O programa estabelece como prioridade a preservação da integridade moral e emocional de crianças e adolescentes nas políticas e serviços públicos. O texto proíbe a exposição de conteúdos de conotação sexual ou linguagem imprópria em espaços públicos e em eventos organizados ou custeados pela prefeitura.
A proposta também determina que instituições municipais — como escolas e unidades de saúde — restrinjam o acesso a conteúdos digitais inadequados, reforçando a responsabilidade compartilhada entre poder público, família e sociedade, em consonância com a Constituição Federal e o Código Civil.

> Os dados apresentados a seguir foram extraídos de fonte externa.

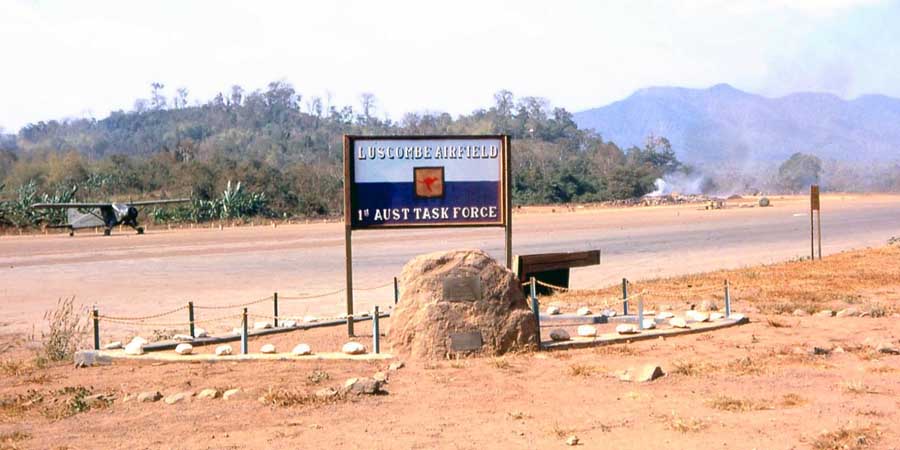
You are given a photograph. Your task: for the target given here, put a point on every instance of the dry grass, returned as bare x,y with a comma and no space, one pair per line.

A votação registrou um voto contrário, da vereadora Luiza Ribeiro (PT). O projeto segue para sanção do Executivo.
Em conversa exclusiva com O Sul-mato-grossense, Rafael Tavares afirmou: “Combater a pedofilia e proteger a inocência das crianças é meu compromisso de campanha. Vamos usar todas as ferramentas que tivermos nessa luta.”